Dr. Hynes’ awards include the Gairdner International Award, a Guggenheim Fellowship, the Pasarow Award and the E.B. Wilson medal of the American Society for Cell Biology, in recognition of his research on extracellular matrix, integrins and cell adhesion. He has served as President of the American Society for Cell Biology, chaired the NAS committees on Guidelines for Human Embryonic Stem Cell Research and, most recently, the NAS/NAM Committee on Human Genome Editing.

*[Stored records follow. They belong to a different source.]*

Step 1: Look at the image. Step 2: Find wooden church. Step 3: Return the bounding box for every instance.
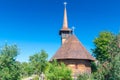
[51,2,95,77]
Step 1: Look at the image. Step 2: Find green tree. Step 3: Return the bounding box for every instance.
[0,44,21,80]
[45,60,72,80]
[29,50,48,75]
[77,32,120,80]
[21,62,34,78]
[106,33,120,80]
[92,31,114,62]
[92,33,120,80]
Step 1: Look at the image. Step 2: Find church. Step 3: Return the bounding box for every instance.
[51,2,95,77]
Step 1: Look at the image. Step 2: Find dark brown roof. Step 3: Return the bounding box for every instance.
[51,35,95,61]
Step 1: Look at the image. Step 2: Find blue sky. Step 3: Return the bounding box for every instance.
[0,0,119,62]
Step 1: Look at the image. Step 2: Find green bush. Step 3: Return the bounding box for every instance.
[77,74,94,80]
[45,60,72,80]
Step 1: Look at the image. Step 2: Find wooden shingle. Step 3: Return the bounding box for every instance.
[51,35,95,61]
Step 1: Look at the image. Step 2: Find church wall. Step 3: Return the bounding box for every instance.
[57,59,92,76]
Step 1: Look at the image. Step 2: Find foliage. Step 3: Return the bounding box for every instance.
[78,32,120,80]
[77,74,94,80]
[0,44,21,80]
[29,50,48,75]
[45,60,72,80]
[91,62,97,73]
[92,33,120,80]
[21,62,34,78]
[106,33,120,80]
[92,62,107,80]
[92,31,114,62]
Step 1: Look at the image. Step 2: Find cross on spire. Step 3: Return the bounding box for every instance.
[72,26,75,34]
[64,2,67,8]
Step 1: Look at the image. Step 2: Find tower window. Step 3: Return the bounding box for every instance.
[62,34,66,38]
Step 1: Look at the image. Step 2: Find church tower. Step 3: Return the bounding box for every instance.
[59,2,72,44]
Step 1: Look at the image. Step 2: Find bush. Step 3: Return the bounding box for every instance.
[77,74,94,80]
[45,60,72,80]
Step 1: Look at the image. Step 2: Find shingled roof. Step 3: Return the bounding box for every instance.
[51,35,95,61]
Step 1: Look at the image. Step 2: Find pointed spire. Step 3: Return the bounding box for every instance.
[62,2,68,29]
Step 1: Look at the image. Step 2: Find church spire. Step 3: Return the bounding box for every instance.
[62,2,68,29]
[59,2,72,45]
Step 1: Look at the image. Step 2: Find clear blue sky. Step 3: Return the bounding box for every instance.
[0,0,119,62]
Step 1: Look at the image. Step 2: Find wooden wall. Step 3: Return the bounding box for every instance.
[57,59,92,77]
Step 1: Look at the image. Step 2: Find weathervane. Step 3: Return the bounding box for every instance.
[64,2,67,8]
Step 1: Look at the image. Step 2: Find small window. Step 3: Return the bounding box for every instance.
[62,34,66,38]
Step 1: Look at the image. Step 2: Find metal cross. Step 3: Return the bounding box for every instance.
[64,2,67,8]
[72,26,75,34]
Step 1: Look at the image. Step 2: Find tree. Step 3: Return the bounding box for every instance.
[106,33,120,80]
[21,62,34,78]
[92,33,120,80]
[29,50,48,75]
[77,32,120,80]
[45,60,72,80]
[0,44,21,80]
[92,31,114,62]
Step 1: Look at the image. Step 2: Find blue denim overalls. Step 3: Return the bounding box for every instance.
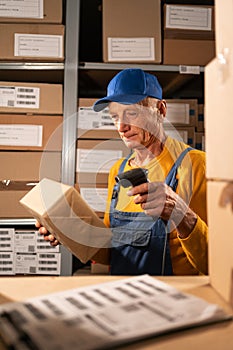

He was a Governor of the Wellcome Trust, UK. 2007-2016.

Mervyn Turner has almost 35 years of experience in pharmaceutical drug discovery, research and development, licensing and business development, emerging markets strategy development and implementation. He spent 27 years at Merck & Co. Inc., holding positions of increasing responsibility in Merck Research Laboratories before joining the company’s Executive Committee as Chief Strategy Officer. Since his retirement from Merck & Co., he has served as an Advisor to Bay City Capital, a San Francisco-based venture firm. He is currently an Advisor to Bridge Medicines, a commercial incubator for early stage innovation based in New York City. He is also an Advisor to Adagene, a China-based therapeutic antibody company, and a member of the Board of EnGeneIC (Sydney, Australia). He is Chairman of the Board of LUNAC, an academic spin out company, based in Leeds, UK.  He is also a Senior Healthcare Advisor to Lazard, a leading financial services and investment banking firm.